June 20, 2003
This is one of a series of periodic reports from NHeLPs Washington office, reporting briefly on recent and forthcoming developments relating to federal policy of interest to NHeLP advocates and friends. We always appreciate your feedback and comments, which can be sent to Mara Youdelman at youdelman@healthlaw.org.
SUBJECTS COVERED
Governors Medicaid Task Force
House Commerce Committee Action Against Waste
SCHIP Reallocations
Medicare Prescription Drug Debate
ICHIA
Resources
Federal Factoid
GOVERNORS MEDICAID TASK FORCE
The National Governors Associations (NGA) Medicaid Task Force disbanded without making any formal recommendations (for background, see Capital Communique, April 14 and May 23). The Republican and Democratic members separately issued statements. Both Democratic and Republican Governors agreed that additional flexibility would be helpful. One point of contention focused on changing Medicaid from a federal entitlement program (which requires ongoing federal contributions as enrollment and costs increase) into a block grant or capped allotment for certain Medicaid expenditures. The Republican Governors supported a cap on spending for optional beneficiaries and optional services, while the Democratic Governors responded that they would never support any proposal that could be used to divert Medicaid funding away from the low-income elderly, disabled, pregnant women and children currently provided health care coverage.

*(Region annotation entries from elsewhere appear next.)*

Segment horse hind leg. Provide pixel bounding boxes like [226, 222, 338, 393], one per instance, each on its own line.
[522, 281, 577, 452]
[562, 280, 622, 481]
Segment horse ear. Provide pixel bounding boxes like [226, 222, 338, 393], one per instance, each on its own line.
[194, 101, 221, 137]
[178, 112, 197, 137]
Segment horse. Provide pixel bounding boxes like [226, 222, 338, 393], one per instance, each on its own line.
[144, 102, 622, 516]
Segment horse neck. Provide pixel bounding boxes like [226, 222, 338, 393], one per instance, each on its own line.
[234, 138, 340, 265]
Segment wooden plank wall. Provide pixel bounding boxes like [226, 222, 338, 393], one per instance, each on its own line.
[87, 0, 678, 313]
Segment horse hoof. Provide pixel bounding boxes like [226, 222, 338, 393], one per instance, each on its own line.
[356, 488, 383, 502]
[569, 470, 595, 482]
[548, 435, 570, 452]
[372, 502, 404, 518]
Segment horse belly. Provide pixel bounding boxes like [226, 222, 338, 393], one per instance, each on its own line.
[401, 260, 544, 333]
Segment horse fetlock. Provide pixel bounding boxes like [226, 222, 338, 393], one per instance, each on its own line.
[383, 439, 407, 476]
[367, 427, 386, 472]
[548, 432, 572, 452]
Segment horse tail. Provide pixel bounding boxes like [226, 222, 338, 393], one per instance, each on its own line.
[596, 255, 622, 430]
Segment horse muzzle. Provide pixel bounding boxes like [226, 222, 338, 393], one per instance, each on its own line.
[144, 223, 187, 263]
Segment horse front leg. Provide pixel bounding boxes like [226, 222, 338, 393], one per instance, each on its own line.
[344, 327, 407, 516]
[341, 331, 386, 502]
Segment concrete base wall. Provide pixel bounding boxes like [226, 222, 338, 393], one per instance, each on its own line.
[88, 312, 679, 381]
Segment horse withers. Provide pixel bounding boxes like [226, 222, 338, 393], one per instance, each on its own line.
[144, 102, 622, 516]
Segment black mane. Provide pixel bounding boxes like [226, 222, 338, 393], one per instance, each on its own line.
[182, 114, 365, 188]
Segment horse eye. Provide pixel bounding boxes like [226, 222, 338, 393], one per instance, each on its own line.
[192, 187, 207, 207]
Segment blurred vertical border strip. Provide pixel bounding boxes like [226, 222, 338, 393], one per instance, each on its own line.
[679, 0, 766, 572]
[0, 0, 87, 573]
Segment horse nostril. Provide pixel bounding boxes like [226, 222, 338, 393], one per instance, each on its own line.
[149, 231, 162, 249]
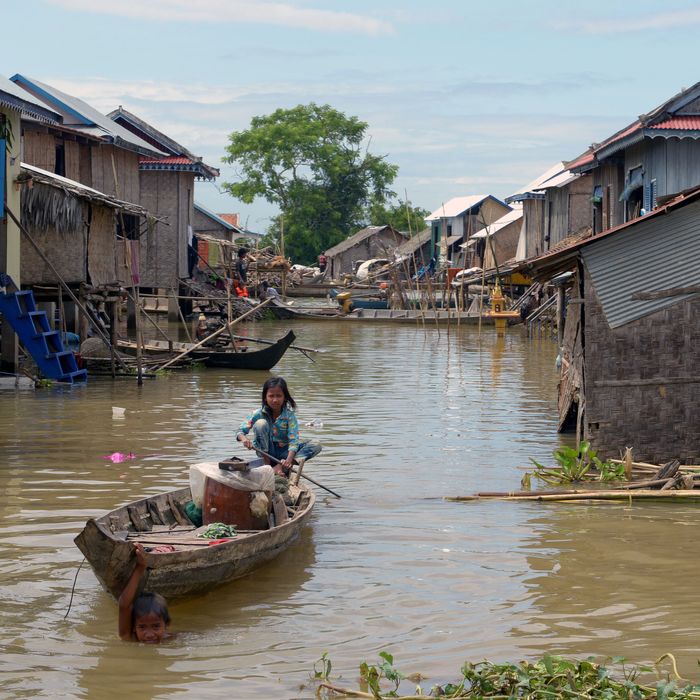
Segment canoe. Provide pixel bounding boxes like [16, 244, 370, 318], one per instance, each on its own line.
[117, 331, 296, 370]
[268, 297, 343, 321]
[75, 462, 315, 600]
[190, 331, 296, 370]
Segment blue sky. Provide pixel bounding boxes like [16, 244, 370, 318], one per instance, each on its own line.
[0, 0, 700, 231]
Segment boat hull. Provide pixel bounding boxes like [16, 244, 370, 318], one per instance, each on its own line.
[192, 331, 296, 370]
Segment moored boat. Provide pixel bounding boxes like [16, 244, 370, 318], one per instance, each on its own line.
[117, 331, 296, 370]
[75, 460, 315, 600]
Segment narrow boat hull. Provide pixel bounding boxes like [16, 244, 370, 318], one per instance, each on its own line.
[192, 331, 296, 370]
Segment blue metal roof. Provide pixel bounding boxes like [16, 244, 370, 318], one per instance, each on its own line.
[0, 75, 61, 122]
[10, 73, 164, 155]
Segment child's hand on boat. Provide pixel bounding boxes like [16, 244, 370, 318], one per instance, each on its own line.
[134, 542, 146, 571]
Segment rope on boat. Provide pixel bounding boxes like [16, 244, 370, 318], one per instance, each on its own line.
[63, 557, 85, 620]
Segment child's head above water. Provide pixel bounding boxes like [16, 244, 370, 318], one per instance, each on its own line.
[131, 593, 170, 644]
[262, 377, 297, 413]
[119, 543, 170, 644]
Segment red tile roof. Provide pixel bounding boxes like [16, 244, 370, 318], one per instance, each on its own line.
[648, 116, 700, 130]
[218, 214, 240, 227]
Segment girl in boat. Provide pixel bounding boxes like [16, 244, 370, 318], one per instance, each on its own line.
[236, 377, 321, 476]
[119, 544, 170, 644]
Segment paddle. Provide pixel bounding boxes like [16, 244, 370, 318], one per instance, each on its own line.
[253, 447, 342, 498]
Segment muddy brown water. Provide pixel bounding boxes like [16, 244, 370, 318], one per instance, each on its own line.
[0, 321, 700, 698]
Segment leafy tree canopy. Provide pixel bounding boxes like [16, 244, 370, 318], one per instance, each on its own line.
[223, 103, 398, 263]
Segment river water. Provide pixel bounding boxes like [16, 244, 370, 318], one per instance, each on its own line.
[0, 321, 700, 699]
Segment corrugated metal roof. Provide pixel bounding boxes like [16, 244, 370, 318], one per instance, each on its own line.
[325, 226, 403, 258]
[649, 116, 700, 131]
[194, 202, 241, 233]
[139, 156, 196, 165]
[0, 75, 61, 122]
[581, 201, 700, 328]
[425, 194, 496, 221]
[10, 73, 165, 155]
[506, 161, 566, 204]
[395, 228, 432, 255]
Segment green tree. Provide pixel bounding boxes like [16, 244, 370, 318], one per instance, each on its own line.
[223, 103, 398, 263]
[368, 202, 430, 235]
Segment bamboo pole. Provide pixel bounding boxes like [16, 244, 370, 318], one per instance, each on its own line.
[158, 298, 272, 369]
[170, 286, 193, 343]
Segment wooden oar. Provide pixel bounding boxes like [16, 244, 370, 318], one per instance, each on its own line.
[253, 447, 342, 498]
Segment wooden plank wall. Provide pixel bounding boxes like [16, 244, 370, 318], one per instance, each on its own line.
[20, 203, 87, 285]
[91, 144, 141, 204]
[22, 129, 56, 173]
[64, 139, 80, 180]
[523, 199, 546, 258]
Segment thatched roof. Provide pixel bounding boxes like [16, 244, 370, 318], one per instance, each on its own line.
[20, 163, 150, 233]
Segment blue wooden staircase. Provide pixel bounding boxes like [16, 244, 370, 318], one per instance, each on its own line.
[0, 275, 87, 384]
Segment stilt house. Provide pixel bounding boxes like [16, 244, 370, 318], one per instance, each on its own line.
[325, 226, 406, 278]
[425, 194, 510, 267]
[506, 162, 592, 260]
[107, 106, 219, 289]
[568, 82, 700, 233]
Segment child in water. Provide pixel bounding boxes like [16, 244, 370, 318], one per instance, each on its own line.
[119, 544, 171, 644]
[236, 377, 321, 476]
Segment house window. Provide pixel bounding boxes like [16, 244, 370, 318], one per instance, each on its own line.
[620, 165, 646, 221]
[644, 179, 657, 213]
[53, 143, 66, 177]
[117, 214, 139, 241]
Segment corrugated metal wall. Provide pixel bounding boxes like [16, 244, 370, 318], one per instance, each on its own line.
[582, 197, 700, 328]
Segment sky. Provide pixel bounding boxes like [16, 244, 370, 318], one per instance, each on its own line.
[0, 0, 700, 232]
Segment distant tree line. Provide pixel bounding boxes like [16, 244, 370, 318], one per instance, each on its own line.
[223, 103, 428, 264]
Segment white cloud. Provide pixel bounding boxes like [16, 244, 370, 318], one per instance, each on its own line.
[557, 10, 700, 34]
[48, 0, 393, 35]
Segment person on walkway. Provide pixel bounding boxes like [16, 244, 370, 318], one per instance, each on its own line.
[260, 280, 279, 301]
[236, 377, 321, 476]
[119, 544, 171, 644]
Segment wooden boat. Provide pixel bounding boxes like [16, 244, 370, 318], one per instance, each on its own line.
[117, 331, 296, 370]
[190, 331, 296, 370]
[75, 460, 316, 600]
[268, 297, 343, 320]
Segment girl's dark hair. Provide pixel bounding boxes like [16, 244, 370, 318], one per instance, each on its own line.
[131, 593, 170, 625]
[263, 377, 297, 408]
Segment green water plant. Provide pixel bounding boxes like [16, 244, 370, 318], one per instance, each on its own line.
[530, 440, 626, 486]
[316, 652, 700, 700]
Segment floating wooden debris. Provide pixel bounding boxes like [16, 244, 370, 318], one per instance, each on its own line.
[445, 459, 700, 501]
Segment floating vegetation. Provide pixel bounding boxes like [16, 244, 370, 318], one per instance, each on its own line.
[313, 652, 700, 700]
[526, 440, 627, 486]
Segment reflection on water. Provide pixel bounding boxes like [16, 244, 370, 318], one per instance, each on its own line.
[0, 322, 700, 698]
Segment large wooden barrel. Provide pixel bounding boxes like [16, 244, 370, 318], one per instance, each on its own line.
[202, 477, 268, 530]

One precondition for Medicaid changes accepted by all of the Task Force members was that the federal government should assume the Medicaid costs of individuals eligible for both Medicaid and Medicare, particularly prescription drug and long-term care costs. But during the debate over adding a prescription drug benefit to Medicare, both the Administration and Congress declined to absorb those costs. The National Governors Association meeting in August may herald further Medicaid discussions.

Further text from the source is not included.